裏門で待っていると基山さんが走りながらこちらへ来た。そのまま私達は歩き出す。
「ごめんね、遅くなっちゃった」
「ううん、大丈夫です」
「あれ?別に私は先輩じゃないから敬語使わなくてもいいのに」
「分かった。ありがとう」
聞くと基山さんの家は私と同じ方向らしい。しかし同じ通学路を使って通っているというのに登下校中一度も会ったことがない。もしかして車で通っている、とか。冗談で考えてみたけれど基山さんは良家のお嬢様な雰囲気がするので本当に車で通学しているかもしれない。
「もう、また夢野さんたらぼんやりしてる!授業中もぼんやりしながら外見てたりするけど、今は私とお喋りしようよ?」
「あ、ごめんね基山さん。ぼんやりしちゃうのは、何て言うか、癖みたいなものかな」
「そうなんだ…でもぼんやりしてて車に轢かれたら大変だよ?」
「あはは、そこまではないよ」気付けば高嶺の花だった基山さんと普通に話せていた。それに嬉しくなってますます会話が進んでいた頃に基山さんが急に立ち止まった。
「ここ、私の家なんだ」
ここ、と言われて前方を見ると日本式の大きな屋敷があった。いつも、こんな家に住めたらいいなと憧れていた屋敷だった。
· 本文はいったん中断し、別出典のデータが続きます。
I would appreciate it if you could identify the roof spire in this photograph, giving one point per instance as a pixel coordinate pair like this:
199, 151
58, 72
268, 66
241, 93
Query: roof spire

「す、すごいよ基山さん!私前からこの屋敷に憧れていたの」
「うん、それは良かった。実は夢野さんを家に招待したくって」
「本当!?ありがとう」
屋敷に入り基山さんの部屋に案内された。しかしその部屋は予想外にボーイッシュにコーディネイトされていた。ピンク色とかパステルカラーはなく青色の小物が多いしサッカーボールまでおいてある。ちょっと、いやかなり意外だった。
「なんだか男の子の部屋みたいだね。…でもボーイッシュで素敵だと思うよ!!」
「ありがとう。でも無理に褒めなくたっていいのに」
「いや、無理にだなんて…」
驚いたのは確かだけれど素敵な部屋だと思う。それにこうしてみると基山さんにぴったりだ。
「まあ、いいわ。私これから夢野さんに言うつもりだったし」
「何を…?」
しかし基山さんは返事をせずにブレザーのジャケットを脱いだ。そしてリボンを外しワイシャツのボタンに手をかける。呆気に取られて何も言えない私を目の前に基山さんはボタンを一つ二つと外していった。まさかここで着替えるつもりなのだろうか。
「待って基山さん!着替えるのは私が帰ってからにして!!」
慌てて基山さんに飛び付くとそのまま押し倒す形になってしまった。乱れた髪と外しかけたボタンがいやらしい。あっという間に自分の顔に熱が集まるのが分かった。
「ごごごめんなさい!今すぐどくから」
「いいよどかなくて。…ふふっそんなに赤くなっちゃって夢子ちゃん可愛い」
「夢子ちゃん!?」
名前で呼ばれた上に何となく雰囲気が変わった気がする。でも多分気のせいだ。男子みたいになっただなんて気のせいだ。基山さんは片手で私の腰を押さえてもう片方の手でボタンを外していく。
「夢子ちゃん授業中ずっとこっち見てたでしょ?だから気になっちゃってこっちも夢子ちゃんのこと見てたんだ。そしたら意外と頑張り屋さんだったんだね。一生懸命な子って可愛くて好きだよ」
気付かれていたことと好きと言われたことに恥ずかしくなり目を逸らす。
「だけどこのままじゃ告白なんてできないと思って。…君だけにとっておきの秘密を教えてあげる」
とっておきの秘密という言葉が気になって基山さんを見ると彼女はワイシャツのボタンを全て外し下着を脱いで胸をさらけ出していた。「え……?」そしてその胸は本来あるはずのふくらみがなかった。
「…俺、本当はね、男なんだ。家の跡取りとしての事情があって女として育てられてたんだよ」
「基山…くんってこと!?」
「ああそうだよ」
女子だと思っていた人が男子だった。本来ならばかなり衝撃的なことだけれど私はそれ程驚かなかった。なぜなら普段から男子よりも格好良く感じていたから。
「あれ?あんまり驚いてないね」
「だって…基山"さん"のままでもどの男子よりも格好良かったから」
「じゃあ俺のことが好きだってこと?」
「好き!?……好きってどういうことかよく分からないけれど、多分、そう…なのかな…?」
曖昧だったけれど彼は肯定の意味だととったのか、返事を聞いた途端に基山くんは私を抱き寄せた。強く強く、だけど最高に優しく、私を抱きしめた。男子だと聞いた瞬間から心拍数が早くなっていたというのに、今はそれを越えたスピードで心臓の音が聞こえる。